Blame the Sheikhs

    Jess Hill is the Middle East reporter for the Global Mail, an online newspaper offering comprehensive and nicely written features on diverse matters. You can follow her on Twitter here

    She wrote Blame the Sheikhs for the Global Mail, about the recent worsening of the social unrest that is shaking the Middle East up. Here are some interesting quotes:

    Many mainstream Muslims in the Middle East are angry about the film. But by and large, they are not the ones attending violent demonstrations. So far, the vast majority of demonstrators have issued from two groups: a small, violent fringe among the region’s Salafists, and opportunistic young men looking for an excuse to fight the police. In Egypt, a call for a million-man march on Friday, September 14, fell flat — less than 2,000 turned up, and around 350 of those tried to attack the embassy. In a country of more than 82 million, where tens of thousands regularly turn out to protest, that’s a pretty lame turnout.

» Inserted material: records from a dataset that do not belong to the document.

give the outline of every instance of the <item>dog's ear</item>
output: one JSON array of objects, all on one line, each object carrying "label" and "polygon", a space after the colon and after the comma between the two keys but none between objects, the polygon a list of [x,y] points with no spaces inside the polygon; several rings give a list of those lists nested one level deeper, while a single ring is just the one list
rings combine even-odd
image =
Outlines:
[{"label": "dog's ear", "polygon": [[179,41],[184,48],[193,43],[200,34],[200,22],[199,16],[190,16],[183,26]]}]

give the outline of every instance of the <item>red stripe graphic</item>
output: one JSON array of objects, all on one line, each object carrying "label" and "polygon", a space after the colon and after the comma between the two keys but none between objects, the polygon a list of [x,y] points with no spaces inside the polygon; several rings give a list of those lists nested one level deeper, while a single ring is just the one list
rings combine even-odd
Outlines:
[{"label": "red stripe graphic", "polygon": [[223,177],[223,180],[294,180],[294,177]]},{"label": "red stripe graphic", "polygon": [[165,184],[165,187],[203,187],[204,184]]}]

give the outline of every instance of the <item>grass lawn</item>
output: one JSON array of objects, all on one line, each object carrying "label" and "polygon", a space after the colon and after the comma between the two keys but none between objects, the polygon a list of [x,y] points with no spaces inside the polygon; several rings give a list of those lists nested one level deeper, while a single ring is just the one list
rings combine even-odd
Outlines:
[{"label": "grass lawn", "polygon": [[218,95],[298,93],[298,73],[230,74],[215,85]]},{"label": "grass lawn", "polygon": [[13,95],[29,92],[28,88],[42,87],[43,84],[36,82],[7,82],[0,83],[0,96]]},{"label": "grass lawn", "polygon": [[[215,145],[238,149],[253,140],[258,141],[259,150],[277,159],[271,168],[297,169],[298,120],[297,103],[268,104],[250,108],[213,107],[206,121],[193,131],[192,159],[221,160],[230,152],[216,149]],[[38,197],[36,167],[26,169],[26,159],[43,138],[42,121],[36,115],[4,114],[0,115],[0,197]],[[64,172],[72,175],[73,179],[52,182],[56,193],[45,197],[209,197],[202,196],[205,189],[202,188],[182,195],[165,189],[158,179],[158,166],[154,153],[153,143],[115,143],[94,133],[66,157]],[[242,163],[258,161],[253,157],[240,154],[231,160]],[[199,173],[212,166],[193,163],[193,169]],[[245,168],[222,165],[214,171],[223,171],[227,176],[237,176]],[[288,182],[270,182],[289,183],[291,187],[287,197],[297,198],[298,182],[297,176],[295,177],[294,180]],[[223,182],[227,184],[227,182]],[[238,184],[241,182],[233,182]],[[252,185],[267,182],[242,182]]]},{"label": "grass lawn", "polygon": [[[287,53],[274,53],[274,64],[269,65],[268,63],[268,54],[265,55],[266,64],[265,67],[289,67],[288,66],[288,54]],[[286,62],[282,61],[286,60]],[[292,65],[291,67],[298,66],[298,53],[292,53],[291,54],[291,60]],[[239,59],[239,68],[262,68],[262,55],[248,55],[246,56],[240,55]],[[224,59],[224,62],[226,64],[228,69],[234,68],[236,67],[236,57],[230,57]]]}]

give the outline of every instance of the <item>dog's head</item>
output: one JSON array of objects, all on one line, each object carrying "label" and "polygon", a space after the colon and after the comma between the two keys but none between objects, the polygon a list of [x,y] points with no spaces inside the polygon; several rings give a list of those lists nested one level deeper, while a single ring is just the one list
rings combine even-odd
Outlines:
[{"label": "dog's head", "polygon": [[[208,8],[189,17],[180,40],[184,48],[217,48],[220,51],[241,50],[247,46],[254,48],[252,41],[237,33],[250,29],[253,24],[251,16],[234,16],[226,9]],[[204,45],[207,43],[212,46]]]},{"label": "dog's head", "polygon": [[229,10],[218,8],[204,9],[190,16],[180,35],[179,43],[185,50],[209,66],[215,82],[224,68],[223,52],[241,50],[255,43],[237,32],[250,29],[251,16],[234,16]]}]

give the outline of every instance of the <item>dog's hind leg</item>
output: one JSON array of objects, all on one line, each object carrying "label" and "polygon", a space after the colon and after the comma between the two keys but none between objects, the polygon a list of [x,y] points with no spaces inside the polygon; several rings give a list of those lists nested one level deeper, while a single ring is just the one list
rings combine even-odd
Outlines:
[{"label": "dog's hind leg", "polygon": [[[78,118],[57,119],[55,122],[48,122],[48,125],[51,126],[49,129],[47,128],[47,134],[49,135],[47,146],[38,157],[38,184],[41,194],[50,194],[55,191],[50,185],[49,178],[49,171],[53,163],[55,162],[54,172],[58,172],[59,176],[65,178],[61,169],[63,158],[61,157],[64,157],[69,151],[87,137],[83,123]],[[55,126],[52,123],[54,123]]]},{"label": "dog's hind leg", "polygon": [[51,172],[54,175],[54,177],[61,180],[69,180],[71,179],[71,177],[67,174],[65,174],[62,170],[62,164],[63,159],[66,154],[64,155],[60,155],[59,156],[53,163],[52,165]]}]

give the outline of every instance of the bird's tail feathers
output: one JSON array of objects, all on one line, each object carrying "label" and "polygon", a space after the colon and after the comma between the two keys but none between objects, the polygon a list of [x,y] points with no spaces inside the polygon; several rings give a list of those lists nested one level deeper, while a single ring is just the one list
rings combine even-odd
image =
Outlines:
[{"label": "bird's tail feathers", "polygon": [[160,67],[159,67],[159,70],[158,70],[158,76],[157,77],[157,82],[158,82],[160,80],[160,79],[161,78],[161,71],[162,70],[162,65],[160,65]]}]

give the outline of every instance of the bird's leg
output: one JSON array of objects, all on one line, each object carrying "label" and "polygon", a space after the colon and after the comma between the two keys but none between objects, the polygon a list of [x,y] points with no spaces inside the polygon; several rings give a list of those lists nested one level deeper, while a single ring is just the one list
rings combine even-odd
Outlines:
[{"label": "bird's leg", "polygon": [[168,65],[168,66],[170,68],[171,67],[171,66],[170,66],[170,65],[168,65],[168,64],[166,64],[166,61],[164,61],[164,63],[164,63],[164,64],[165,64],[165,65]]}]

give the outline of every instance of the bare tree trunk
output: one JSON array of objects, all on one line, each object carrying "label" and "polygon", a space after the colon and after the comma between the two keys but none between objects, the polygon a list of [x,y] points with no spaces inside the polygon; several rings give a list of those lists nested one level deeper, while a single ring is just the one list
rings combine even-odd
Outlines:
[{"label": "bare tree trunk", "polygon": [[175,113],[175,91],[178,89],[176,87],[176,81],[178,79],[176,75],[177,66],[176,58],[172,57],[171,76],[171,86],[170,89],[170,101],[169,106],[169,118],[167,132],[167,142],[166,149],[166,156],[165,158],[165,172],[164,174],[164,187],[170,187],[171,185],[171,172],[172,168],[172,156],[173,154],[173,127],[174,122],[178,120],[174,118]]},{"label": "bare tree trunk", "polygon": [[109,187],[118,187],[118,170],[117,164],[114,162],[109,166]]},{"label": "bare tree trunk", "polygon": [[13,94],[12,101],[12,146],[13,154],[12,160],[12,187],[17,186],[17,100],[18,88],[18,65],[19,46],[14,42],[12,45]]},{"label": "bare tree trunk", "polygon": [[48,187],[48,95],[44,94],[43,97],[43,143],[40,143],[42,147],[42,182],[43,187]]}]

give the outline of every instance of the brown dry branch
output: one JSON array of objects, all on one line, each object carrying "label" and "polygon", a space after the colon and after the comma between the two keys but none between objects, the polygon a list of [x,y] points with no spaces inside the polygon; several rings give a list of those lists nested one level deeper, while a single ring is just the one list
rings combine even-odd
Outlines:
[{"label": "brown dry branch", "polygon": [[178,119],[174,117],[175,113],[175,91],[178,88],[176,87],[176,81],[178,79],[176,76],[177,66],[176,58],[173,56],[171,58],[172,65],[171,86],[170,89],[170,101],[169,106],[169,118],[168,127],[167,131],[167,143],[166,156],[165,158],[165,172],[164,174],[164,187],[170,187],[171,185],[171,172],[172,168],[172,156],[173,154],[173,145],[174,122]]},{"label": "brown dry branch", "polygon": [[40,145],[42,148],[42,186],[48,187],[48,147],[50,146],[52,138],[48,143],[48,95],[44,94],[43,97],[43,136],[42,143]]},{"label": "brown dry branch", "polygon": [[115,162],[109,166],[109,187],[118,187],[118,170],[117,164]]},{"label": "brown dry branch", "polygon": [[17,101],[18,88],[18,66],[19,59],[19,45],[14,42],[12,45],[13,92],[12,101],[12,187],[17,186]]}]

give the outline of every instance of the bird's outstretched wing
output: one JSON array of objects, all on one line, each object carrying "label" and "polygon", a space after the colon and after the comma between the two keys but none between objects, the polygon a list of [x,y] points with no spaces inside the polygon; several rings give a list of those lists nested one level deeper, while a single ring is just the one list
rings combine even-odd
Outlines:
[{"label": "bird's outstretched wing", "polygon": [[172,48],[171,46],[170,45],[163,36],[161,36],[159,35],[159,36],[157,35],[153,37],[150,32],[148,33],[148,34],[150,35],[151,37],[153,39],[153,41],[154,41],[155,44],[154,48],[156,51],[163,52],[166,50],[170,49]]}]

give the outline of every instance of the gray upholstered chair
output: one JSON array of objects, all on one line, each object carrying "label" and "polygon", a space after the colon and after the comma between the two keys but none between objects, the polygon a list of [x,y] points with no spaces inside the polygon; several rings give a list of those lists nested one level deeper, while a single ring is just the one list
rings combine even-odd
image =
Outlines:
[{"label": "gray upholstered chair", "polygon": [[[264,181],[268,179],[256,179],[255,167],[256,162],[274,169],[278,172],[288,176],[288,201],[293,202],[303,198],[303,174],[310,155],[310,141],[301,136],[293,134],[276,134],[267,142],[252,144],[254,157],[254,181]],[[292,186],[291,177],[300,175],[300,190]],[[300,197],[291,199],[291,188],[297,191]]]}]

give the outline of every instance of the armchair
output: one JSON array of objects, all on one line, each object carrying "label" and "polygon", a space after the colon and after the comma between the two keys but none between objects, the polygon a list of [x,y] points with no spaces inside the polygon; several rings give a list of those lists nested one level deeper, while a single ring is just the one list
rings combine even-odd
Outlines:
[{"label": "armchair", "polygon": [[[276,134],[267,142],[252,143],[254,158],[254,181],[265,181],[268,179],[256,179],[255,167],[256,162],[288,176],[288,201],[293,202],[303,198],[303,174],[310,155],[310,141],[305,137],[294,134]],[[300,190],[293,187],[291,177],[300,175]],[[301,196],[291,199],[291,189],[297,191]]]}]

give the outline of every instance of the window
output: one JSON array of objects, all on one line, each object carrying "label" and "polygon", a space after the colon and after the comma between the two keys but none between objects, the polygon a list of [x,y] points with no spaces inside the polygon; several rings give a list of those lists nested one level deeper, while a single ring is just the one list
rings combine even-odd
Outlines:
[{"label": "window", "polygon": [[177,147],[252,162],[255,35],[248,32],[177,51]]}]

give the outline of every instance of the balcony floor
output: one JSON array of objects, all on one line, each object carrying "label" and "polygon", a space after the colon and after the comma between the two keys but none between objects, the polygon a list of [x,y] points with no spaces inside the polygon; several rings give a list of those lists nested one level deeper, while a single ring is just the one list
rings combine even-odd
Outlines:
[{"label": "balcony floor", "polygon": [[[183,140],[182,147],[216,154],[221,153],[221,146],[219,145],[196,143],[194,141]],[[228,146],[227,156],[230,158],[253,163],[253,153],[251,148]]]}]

    In her article, she condemns Saudia Arabia as the main exporter of extremist ideology in the arab world:

    This leads us to the elephant in the room. The country doing by far the most to promote extremist beliefs and ideas across the Middle East (and beyond) is one of America’s closest allies. Over the past 30 years, Saudi Arabia has spent more than $70 billion exporting the Wahhabi doctrine around the world, through schools, publishing houses and satellite television channels. Had it not been for the Saudi-backed Sheikh Khaled Abdallah, it’s highly likely that the film The Innocence of the Muslims would have remained an unwatched piece of trashy propaganda. But when Saudi Arabia’s Grand Mufti denounced attacks on diplomats and embassies as un-Islamic, he had nothing to say about the Saudi-backed sheikh and channel that provoked the attacks in the first place.